In Hintertreppe, his only film, Jessner uses stairs to dramatise both the social status of the characters and their emotional relationships. For the greater part of the film, only three people are seen, and the lighting seems to come from within the characters and is used to convey the sense of isolation. A highlight is the stage-expressionist performance by Fritz Kortner under the direction of Jessner.
Paul Leni and Karl Görge were the art directors of the film and their image-filling buildings by Paul Leni and Karl Görge, especially the narrow, angled backstairs and the towering, barely light-emitting house fronts are also responsible for the expressionistic look of the film.
The Austrian Carl Mayer scriptwriter was also the author of Das Cabinet des Dr. Caligari/The Cabinet of Dr. Caligari (Robert Wiene, 1920), the prime example of German Expressionist horror. But for Hintertreppe, he turned away from the fantastic and towards realism. He did it for the second time, after his script for another Kammerspielfilm Scherben/Shattered (Lupu Pick, 1921).

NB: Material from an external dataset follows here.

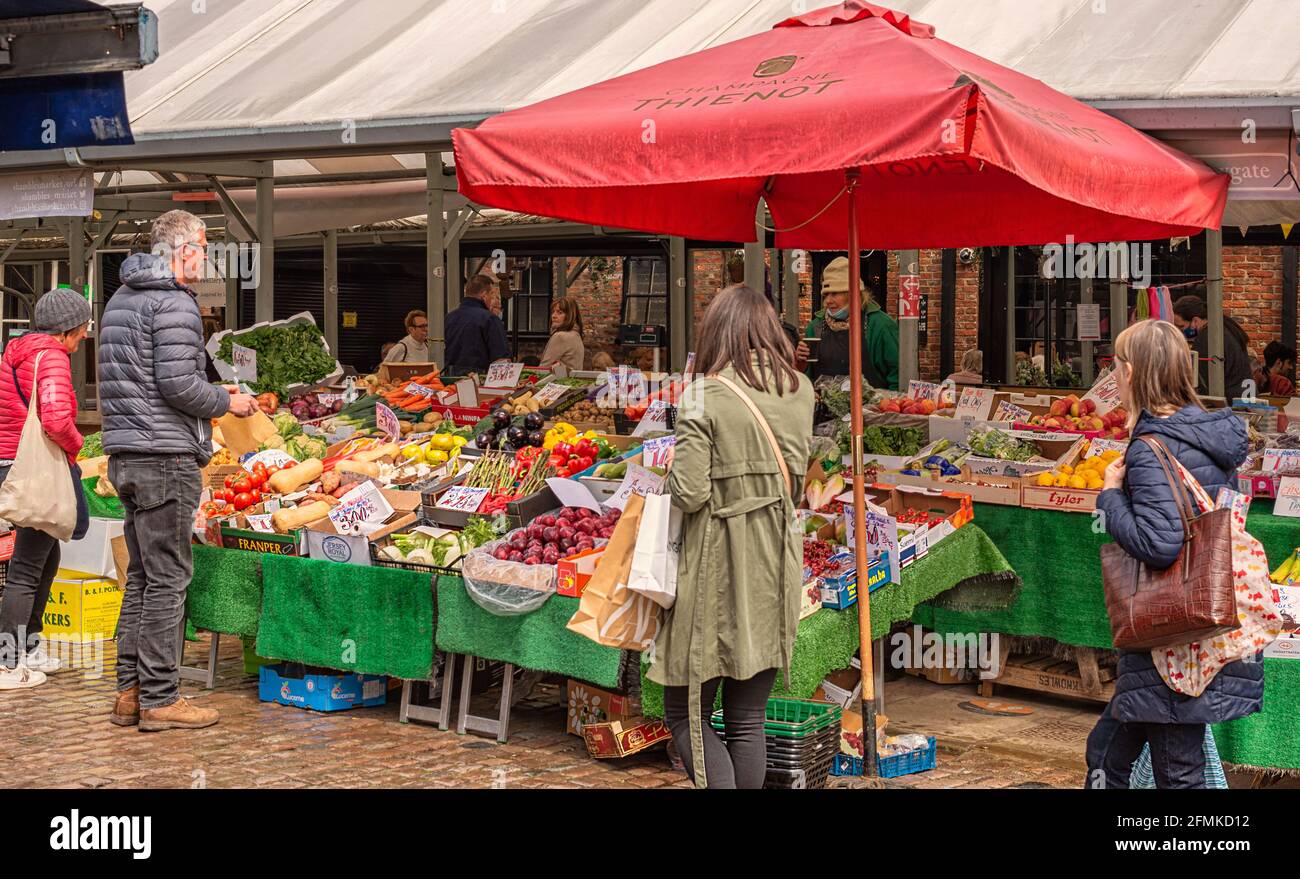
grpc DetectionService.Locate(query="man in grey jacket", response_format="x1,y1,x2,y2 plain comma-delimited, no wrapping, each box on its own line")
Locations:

On 11 December 1921, Hintertreppe had its world premiere in the Berlin U.T. Kurfürstendamm. Reviewer Kekseka at IMDb: "The film has a small set, virtually no titles, only three actors for most of its length but there is a great freedom allowed to the spectator to construct for him of herself the context of the action, a context that lives in the various inanimate objects that represent a presence of others never seen (the shoes, the plates, the glassware, the table-setting, the flowers, the punch) as well as in the Chinese shadows occasionally seen in the room(s) beyond.

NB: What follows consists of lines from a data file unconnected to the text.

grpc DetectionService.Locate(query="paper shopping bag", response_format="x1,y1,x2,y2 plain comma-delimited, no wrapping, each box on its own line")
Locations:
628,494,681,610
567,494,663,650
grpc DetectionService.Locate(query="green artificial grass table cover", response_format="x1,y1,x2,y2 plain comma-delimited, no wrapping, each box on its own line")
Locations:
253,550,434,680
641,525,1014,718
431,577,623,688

The famous stairs are not the only powerful symbol. Another is the small half-moon shaped barred window for which, as far as I know there is no word in English but which is called in French a 'soupirail' and is a feature to basement flats throughout Continental Europe and will turn up as commonly as the backstairs in the films of the period.

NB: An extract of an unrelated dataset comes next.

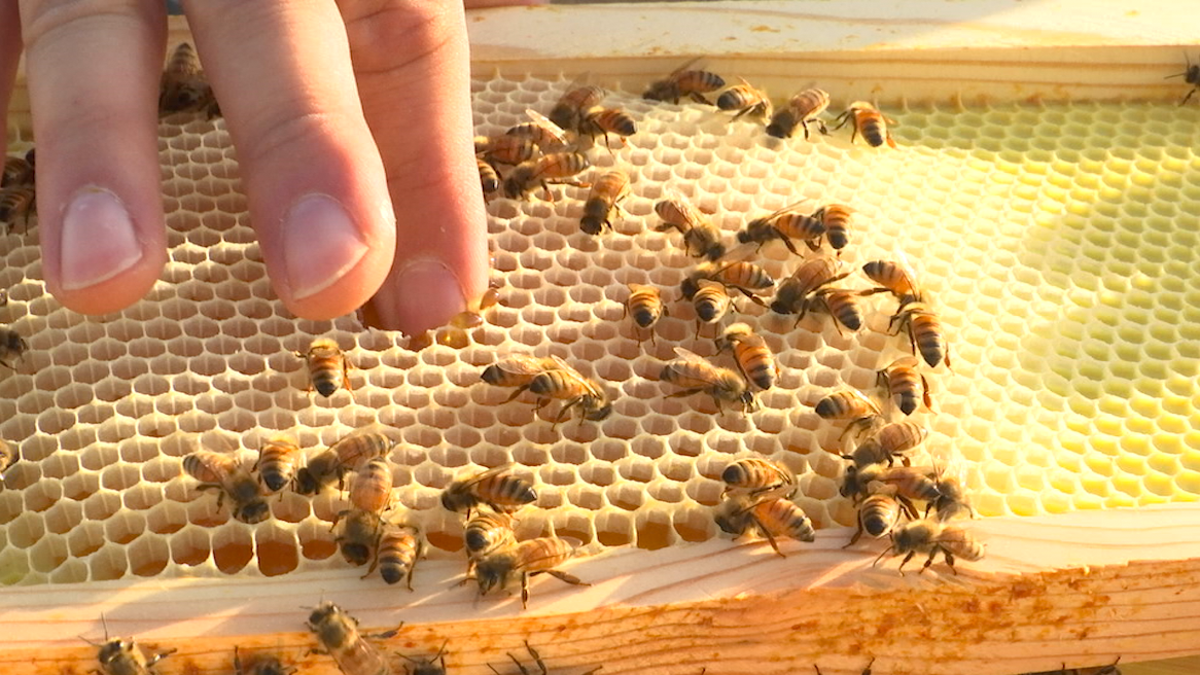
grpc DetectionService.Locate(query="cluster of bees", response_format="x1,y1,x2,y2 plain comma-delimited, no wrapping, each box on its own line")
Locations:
85,602,590,675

It is one of the great films of the year which also saw Lang's Der müde Tod, Lubitsch's Die Bergkatze, Pick's Scherben, Murnau's Der Gang in der nacht, Buchetowski's Sappho, Carl Theodor Dreyer's Blade af Satans Bog, Feyder's L'Atlantide, the Asta Nielsen Hamlet, Sjöström's Phantom Carriage, Stiller's Johan. Altogether a very remarkable year for European cinema."
German postcard by Ross Verlag, no. 649/3. Photo: Henny Porten-Film. Henny Porten in Hintertreppe/Backstairs (Leopold Jessner, Paul Leni, 1921).
German postcard by Ross Verlag, no. 649/4. Photo: Henny Porten-Film. Henny Porten in Hintertreppe/Backstairs (Leopold Jessner, Paul Leni, 1921).